A year ago, the last day of school brought me to my knees, sobbing uncontrollably in my classroom after the students all left. While I would miss them, my tears and my grief were for my husband and the very uncertain path ahead of us.

This year has been the most tumultuous year of my professional career and I hope I never experience anything like it again. For the past eighteen months, my heart and mind have been torn between the needs of my husband and my students. My students have lost that battle more than they have won.

Today, I face the last day of the year once again, this time knowing I do it without my husband to greet me at home or to spend my summer days with. I now know the outcome of our journey. But even more importantly, I now know that those moments when I am on my knees are just that – moments. They aren’t where I stay. I get up again. I re-engage with the world, I try to figure out my life without him.

Last week, one of the students I share with my co-teacher lost her baby sister in a devastating car accident. The tragedy has taken me back to those deep dark days of early grief, but they have also reminded me that we all walk a path laden with heavy burdens. None of us are immune to life’s tragedies.

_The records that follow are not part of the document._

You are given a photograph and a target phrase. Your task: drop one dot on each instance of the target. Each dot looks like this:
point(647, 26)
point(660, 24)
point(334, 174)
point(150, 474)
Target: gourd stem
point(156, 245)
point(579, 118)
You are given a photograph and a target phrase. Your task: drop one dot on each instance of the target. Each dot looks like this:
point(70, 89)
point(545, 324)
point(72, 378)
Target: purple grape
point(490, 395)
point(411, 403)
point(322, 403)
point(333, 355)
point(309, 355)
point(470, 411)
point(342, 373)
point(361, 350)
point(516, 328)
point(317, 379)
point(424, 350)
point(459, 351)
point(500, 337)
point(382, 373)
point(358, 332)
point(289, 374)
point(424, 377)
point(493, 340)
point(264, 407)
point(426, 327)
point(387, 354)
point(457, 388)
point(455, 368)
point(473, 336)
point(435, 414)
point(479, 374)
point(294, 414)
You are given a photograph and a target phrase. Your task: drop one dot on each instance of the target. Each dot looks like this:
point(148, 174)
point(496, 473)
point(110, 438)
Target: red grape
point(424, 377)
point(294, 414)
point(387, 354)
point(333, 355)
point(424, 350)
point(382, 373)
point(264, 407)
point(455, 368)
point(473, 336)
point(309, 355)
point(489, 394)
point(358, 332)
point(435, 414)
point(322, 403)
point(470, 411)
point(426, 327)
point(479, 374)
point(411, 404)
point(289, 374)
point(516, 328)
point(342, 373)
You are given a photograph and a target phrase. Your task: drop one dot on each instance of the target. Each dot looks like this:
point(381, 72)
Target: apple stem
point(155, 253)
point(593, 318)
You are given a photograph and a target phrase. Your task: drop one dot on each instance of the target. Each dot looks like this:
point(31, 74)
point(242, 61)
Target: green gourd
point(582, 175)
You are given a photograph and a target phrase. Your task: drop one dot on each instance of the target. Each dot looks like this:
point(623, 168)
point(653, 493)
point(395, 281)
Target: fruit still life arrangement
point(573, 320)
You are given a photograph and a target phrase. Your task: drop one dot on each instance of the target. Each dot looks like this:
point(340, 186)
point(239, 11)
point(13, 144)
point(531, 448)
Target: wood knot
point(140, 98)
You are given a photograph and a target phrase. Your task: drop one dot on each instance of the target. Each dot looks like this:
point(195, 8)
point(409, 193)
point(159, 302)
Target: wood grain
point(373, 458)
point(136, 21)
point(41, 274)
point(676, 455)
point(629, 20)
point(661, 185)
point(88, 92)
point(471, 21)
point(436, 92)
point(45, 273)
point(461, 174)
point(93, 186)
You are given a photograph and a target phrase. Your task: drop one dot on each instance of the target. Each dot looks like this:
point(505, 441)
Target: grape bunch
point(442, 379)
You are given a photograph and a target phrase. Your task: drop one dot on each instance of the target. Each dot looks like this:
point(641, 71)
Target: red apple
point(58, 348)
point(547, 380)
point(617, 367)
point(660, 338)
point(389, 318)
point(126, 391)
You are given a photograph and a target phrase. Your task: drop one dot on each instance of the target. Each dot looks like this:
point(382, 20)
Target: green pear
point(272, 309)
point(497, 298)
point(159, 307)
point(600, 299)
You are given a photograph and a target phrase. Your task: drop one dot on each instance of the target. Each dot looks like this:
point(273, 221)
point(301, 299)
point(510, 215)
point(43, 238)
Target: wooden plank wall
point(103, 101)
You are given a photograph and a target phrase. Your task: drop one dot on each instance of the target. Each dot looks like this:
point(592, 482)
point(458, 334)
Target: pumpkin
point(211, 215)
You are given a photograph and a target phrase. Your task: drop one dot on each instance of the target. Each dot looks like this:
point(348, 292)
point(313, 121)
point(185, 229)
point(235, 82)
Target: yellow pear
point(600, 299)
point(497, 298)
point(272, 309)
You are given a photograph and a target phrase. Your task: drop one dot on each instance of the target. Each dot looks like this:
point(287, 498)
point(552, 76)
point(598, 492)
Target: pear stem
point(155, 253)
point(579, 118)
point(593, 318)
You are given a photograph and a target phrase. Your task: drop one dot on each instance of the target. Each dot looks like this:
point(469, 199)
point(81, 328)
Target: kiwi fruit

So today, I will continue to make notes about ways to improve professionally next year. I will make the last day full of laughter and reminiscing with my students and send them off into summer vacation with book lists, memory books and a sense, hopefully, that they are capable of doing hard things. I will leave the building without participating in the bus-loop goodbye, knowing the trigger it is likely to be. I will head home to an empty house with long summer days stretching out in front of me. But there, on my porch, looking out over my farm and thinking about my path ahead, I will remind myself that I, too, am capable of doing hard things. This year is proof of that. I still don’t know the road ahead for me. I still don’t know what challenges are yet to come, but I know that if I can survive this, I can survive anything.